Elkan a critiqué la façon dont Oberlin a géré la situation, affirmant que le courrier électronique que le collège a envoyé à la communauté au sujet de son départ était vague et permettait aux spéculations de se propager. Il a également déclaré que l'e-mail avait été rendu public lors de la réunion au cours de laquelle les responsables du campus l'avaient informé qu'il avait été banni.
« C'est là que réside ma blessure, et je pense qu'une grande partie de celle de la communauté. Parce que chaque fois que nous avons tendu la main au collège, et chaque fois que nous travaillons pour le meilleur intérêt d'eux et de la communauté, ce qui semble être la toute première occasion qu'ils ont eu de nous montrer ce même soutien, ils ont choisi une voie très différente », a déclaré Elkan. « J'assume donc la responsabilité de mes actes et je tiens le collège incroyablement responsable de la façon dont cela s'est déroulé. »

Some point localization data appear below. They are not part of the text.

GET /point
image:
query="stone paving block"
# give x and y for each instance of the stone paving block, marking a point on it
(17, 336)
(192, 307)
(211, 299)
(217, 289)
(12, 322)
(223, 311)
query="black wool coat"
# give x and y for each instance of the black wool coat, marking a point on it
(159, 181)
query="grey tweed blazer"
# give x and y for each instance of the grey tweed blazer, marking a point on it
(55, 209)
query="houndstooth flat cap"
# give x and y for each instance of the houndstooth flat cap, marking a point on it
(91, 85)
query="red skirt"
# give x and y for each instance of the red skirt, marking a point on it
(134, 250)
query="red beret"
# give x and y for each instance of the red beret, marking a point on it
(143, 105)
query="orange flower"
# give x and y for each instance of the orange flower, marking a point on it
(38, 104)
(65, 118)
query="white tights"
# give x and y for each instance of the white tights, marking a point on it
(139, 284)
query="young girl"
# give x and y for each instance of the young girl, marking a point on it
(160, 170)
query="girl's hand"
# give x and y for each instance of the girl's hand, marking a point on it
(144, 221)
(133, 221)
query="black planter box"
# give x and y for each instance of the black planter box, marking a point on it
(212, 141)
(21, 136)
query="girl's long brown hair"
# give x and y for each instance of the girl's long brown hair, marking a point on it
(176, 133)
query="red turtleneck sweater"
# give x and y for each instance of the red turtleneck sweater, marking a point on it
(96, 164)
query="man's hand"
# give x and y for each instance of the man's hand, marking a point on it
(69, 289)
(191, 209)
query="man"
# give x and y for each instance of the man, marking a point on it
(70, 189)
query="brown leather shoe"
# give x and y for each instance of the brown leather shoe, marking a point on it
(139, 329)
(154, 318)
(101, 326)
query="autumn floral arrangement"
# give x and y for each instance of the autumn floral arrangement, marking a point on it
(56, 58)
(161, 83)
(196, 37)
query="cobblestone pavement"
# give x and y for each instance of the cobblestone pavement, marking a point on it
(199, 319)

Andrea Simakis, porte-parole d'Oberlin, a déclaré dans un communiqué que des représentants de l'université avaient rencontré Elkan via Zoom juste avant de publier le message du campus « pour lui faire savoir que nous allions l'envoyer, pourquoi nous l'envoyions et que nous l'interdisions du campus ».
Simakis a ajouté que le langage utilisé dans le courrier électronique à l'échelle du campus « reflète les informations contenues dans le rapport de police, que nous avons obtenu grâce à une demande d'archives publiques ».
En plus d'être rabbin Habad, Elkan a également certifié la cuisine casher d'Oberlin et a parfois dirigé les services de Pâque et d'autres célébrations religieuses sur le campus, selon le courrier électronique d'Ambar.
Les rabbins Chabad ne sont généralement pas employés par les universités, mais opèrent de manière indépendante sous l’égide du Chabad, le Chabad fonctionnant comme des organisations religieuses reconnues sur les campus.
Elkan a démissionné de son poste au sein de Chabad vendredi dernier, a déclaré un porte-parole de Chabad au journal. Avant. Chabad n’a pas fourni d’autres commentaires.
Dans l'e-mail adressé à la communauté, Ambar a déclaré qu'Oberlin n'avait pas reçu de rapports concernant le comportement d'Elkan auparavant et demandait maintenant à un tiers d'enquêter pour savoir si des membres de la communauté du campus avaient été affectés.
Ambar a ajouté que la nouvelle serait particulièrement difficile pour « ceux qui recherchaient un leadership spirituel et des conseils auprès d’Elkan », mais que « la gravité de cette affaire nécessite une action claire et rapide ». Le rabbin Allison Vann, qui avait dirigé les services des grands jours saints sur le campus avec Cleveland Hillel, travaillera avec les étudiants pour le reste du semestre.
Correction: Cette histoire disait à l'origine qu'Elkan avait publié des images d'enfants dans un bain. Il était un destinataire.